A Rose by Any Other Name…
What’s in a name? If it’s a domain name, that electronic placeholder contains a lot more than just a string of letters. For many companies, it’s the pointer to everything they want the world to know about them, their products and/or services, and even their whole attitude toward doing business. The name itself, chosen carefully, can become key to corporate identity. Oh sure, Microsoft and IBM existed long before the Internet came along, so they had ready-made identities to transfer online — but what about Amazon, a word that stood only for a rain forest or a woman warrior before computers learned to talk to each other? Or eBay, a word which didn’t even mean anything until someone thought of auctioning Pez dispensers — Pez dispensers! — to other Pez enthusiasts online. Whether profit-making company, struggling newcomer, government agency, not-for-profit organization, or private individual, anyone hoping to use the wild and wonderful Internet to convey information, entertainment, or what have you to other Netizens must have a domain name to mark their electronic real estate.
Normally this registration is easily accomplished by paying the appropriate fees to the appropriate domain name registrar (dozens, all competing for your business!), along with the desired name. Ah, but the fee does not grant you ownership of the name; you’re not actually buying it, but leasing it, usually for a one-year period. If you still want that name, you have to pay again, before your name expires. And if someone else wants your name and manages to register it after you let it expire but before you realize what has happened…

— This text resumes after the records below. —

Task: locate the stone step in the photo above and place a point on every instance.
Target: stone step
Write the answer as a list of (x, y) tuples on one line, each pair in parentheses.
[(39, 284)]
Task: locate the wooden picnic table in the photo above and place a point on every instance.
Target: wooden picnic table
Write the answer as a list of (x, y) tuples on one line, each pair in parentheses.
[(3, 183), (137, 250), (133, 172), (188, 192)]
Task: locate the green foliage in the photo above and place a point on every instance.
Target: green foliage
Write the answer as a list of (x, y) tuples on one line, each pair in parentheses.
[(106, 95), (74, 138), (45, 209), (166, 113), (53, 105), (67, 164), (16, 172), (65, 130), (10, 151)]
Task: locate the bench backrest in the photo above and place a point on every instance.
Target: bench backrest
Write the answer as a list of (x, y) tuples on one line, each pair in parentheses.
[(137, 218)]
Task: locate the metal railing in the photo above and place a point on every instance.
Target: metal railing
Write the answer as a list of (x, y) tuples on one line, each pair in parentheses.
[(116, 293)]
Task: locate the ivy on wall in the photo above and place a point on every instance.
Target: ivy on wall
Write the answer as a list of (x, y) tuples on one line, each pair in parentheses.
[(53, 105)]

Which brings us to our current story. The Internet Corporation for Assigned Names and Numbers (ICANN), a well-known Internet governing body, just approved a request by VeriSign to start up a 12-month trial of a Wait Listing Service for domain names. The decision still needs to be approved by the Department of Commerce before it goes into effect. VeriSign should be willing to wait that long; after all, it’s been working with ICANN for the past two years to hammer out all the details of the service. Okay, granted, the domain name registrar got a little impatient back in late February of this year and filed a lawsuit against ICANN in an attempt to convince ICANN to let VeriSign go ahead with the wait listing service already — but hey, what’s a little lawsuit in the name of progress, right?
The Wait Listing Service would work like this: a customer lets a domain name registrar know that he or she is interested in buying a particular domain name ending in .com or .net. The registrar then makes reservations for that domain name on behalf of the customer. Each domain name accepts only one “waiting” reservation, and those would be on a first-come, first-served basis. And oh yes, the entity already holding the domain name would always have the option to renew it.
Those are the general rules. The specifics run to about 10 pages of .pdf document, available at the ICANN web site. They include such matters as not playing favorites among domain name registrars; informing current domain name holders when someone has waitlisted their names; and time limits on wait list subscriptions, so that they last no longer than one year past the end of the trial period. This is a new and potentially controversial service, after all — and who wants to wait forever to get Hotmail.com?
Excuse me, did I say “potentially” controversial? Raise your hand if you haven’t heard of VeriSign. One can almost describe the still-huge domain name registrar as the Microsoft of the Internet, with one big difference (and not one that reflects nicely on VeriSign): the registrar was granted a monopoly by the US government to register .com, .net, and .org domain names, while Microsoft had to spend some time fighting other operating systems out in the market. The registrar fought tooth and nail to maintain that monopoly, and when they were forced to give it up, they still kept a government contract to run the master database for .com and .net. VeriSign claims that it’s just good business to introduce “new services that benefit Internet users and promote the growth of the Internet.” (That’s from VeriSign’s press release explaining why they filed a lawsuit against ICANN). Ah, but these new services have reportedly inspired some domain name registrars to file lawsuits of their own against both ICANN and VeriSign. The argument is that VeriSign will be able to unfairly take advantage of its government contract in offering this service, giving waitlisting preference to those who go directly to VeriSign.
Hmmm. Leveraging a monopoly in order to add new services that supposedly benefit the customer but in fact may further tie them down to just one provider and strangle the competition. Does this sound familiar to anyone? How about the phrase “stifling the introduction of new services”? That’s not from Microsoft’s anti-trust defense (at least, not this time) — it’s taken from VeriSign’s aforementioned lawsuit against ICANN.
I’m not saying this is going to be a disaster. Keep two things in mind: first, that the Department of Commerce still has to approve this decision; and second, that this is a twelve-month trial project. At the risk of being laughed at by geeks all over the world, I admit that I don’t hold any domain names (I borrow space from a friend who does). But if I did, I’d be seriously tempted to make sure my fees were paid up for the next few years, just to play it safe. Of course, this may be exactly the kind of behavior that VeriSign is hoping to encourage in domain name holders. Which leads to the inevitable question: are we sure we want someone minding the database who is going to try to make money from their position? I’m a firm believer in capitalism, but I don’t have a good answer to that question — just a lot of misgivings about the power of a name.